Afterwards, some of the women stopped outside to smoke. I joined them and we talked for about a half hour. I got a page of maybe 25 phone numbers and 2 of the girls texted me while we were there because I mentioned that I’m not great at reaching out. I always feel like I’m burdening people. They let me know the meetings they’d be attending over the next few days and invited me to join them.
It was a relief to talk to these women who FUCKING UNDERSTAND. The anger. The shame. The relentless agony of craving and fear of missing out. The HOURS wasted for NOTHING. The quick thrill of the first glass and the disappointment in chasing that feeling until the wee hours of the morning. Never learning the lesson that it will never happen. Each assured me that it gets better.
I reached out to a couple of (male) friends who are in the program and received such warmth and support from them. Each offered to accompany me some time. A couple of faraway friends who are sober now also offered to be a sounding board. It’s incredible how much people want to help you once they have been through it. I suppose that goes to show what a fucking dark place it can be before the starting line.
One woman and I laughed about how we thought we could drink like normal people but the fact is that “normal” people would never ever have that thought cross their mind.
I’m cautiously optimistic. Today was a really good day. I have my meetings lined up for the weekend including a yoga class tomorrow night. I’m hoping this feeling continues. I hope I can get away without facing too much FOMO this weekend.
I attended my first AA meeting last night. Well, that’s not entirely true. I attended a couple in the early 00s as part of my partial hospitalization but it didn’t stick. Obviously.

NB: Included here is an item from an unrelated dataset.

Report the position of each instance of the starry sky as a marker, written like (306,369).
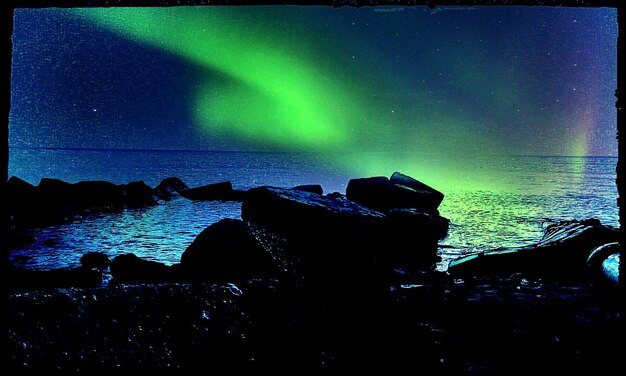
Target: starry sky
(464,81)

So I went last night. It was a beginners meeting. A guy talked. A few people raised their hands to talk. I sat in the back. The person running the meeting gave me some phone numbers for temporary sponsors. I didn’t talk to anyone though.
The guy who spoke said this was his home meeting. When he came 12 years ago he was welcomed with open arms. Several people mentioned that actually. I was not? I felt alone. That being said, the meeting was mostly men. And I give off an almost aggressively unapproachable vibe. It’s armor. I hate small talk. I am wary around people so I guess I send off a message of “no thanks”. Seriously. That’s why I drink. I’m much friendlier when I’m drunk. Almost aggressively friendly actually.
Many friends that I met in my teens and twenties have said – wow, I thought you were such a frosty bitch. Anyway. I did not leave any room for people to welcome me. I almost ran out of there now that I think of it. I am going to a women’s meeting this evening. Maybe that will go better. From what I understand, you have to try a few before you find one that works for you. I don’t know. At least now I know it is ok to bring tea.
I slept like shit. I knew this would happen based on the last few times I tried to quit drinking. You’d think you’d wake up the first day all refreshed but you don’t. It takes like 4 or 5 days. I’m not sure because I never made it that long. Also my kid couldn’t sleep so he was in and out of my bed. I tried listening to podcasts, white noise… nothing. It was a circus here last night. I’d love to say, well maybe I’ll sleep better tonight but I would up reading at 8:30am and falling asleep again until noon. So I shot myself in the foot. Whatever.
Today was a vacation day for me. My intention was to keep it super chill. Do some writing and reading and not much else. The kid is at school so I have had a few hours of absolute silence. It might have been nice to go for a hike or get a massage but I’m fine with this.